Charles W. Lowell facts for kids
Charles Winthrop Lowell (November 20, 1834 - October 3, 1877) was a lawyer, commanding officer of a "colored" unit of the Union Army during the American Civil War, state legislator and postmaster in New Orleans, Louisiana.
He was born in Farmingham, Maine November 20, 1834 to Hon. Phillip Smith Lowell and Harriet Butler Lowell. In 1859 he graduated from Bowdoin College before going on to study law with the father of his future wife Hon. Charles P. Chandler. He was admitted to the Maine Bar January, 1860.

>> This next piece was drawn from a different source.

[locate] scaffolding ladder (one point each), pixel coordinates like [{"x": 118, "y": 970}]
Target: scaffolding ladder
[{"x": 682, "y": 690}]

He married Mary Elizabeth Chandler June 1860, and together they had a daughter born January 18, 1864 named Mary Chandler Lowell, and unfortunately Mary Elizabeth died just six days after giving birth. Around 1870 he got married again to Sarah "Sally" W. Huff, but they did not have any children together.
February 1863 he was appointed by Governor Abner Coburn to serve as a captain of the United States Colored Troops, and continued to serve after the war ended.

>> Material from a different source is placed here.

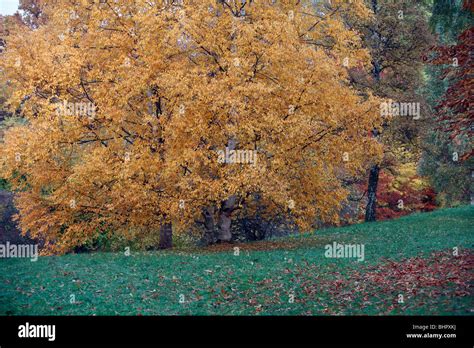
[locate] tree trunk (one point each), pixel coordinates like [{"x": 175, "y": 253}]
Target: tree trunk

He settled in New Orleans after the war, and was first a colonel and then was appointed to the position of provost marshal general.

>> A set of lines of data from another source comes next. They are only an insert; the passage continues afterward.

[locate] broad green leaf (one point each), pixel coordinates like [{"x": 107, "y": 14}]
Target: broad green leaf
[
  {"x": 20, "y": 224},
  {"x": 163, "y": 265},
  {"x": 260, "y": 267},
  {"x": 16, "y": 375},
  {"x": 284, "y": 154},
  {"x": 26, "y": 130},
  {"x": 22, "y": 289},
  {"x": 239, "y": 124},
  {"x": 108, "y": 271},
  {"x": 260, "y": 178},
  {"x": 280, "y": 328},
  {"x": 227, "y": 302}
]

He served as Speaker of the Louisiana House of Representatives, first elected July 1868, and then again unanimously elected December 9, 1872. He was identified as from Jefferson when he was re-elected as speaker in 1872.
In May 1877 he left New Orleans to return to New England where he was expected to die as he had been in bad health for two years and had been declining recently. He died October 3, 1877 in Foxcroft, Maine.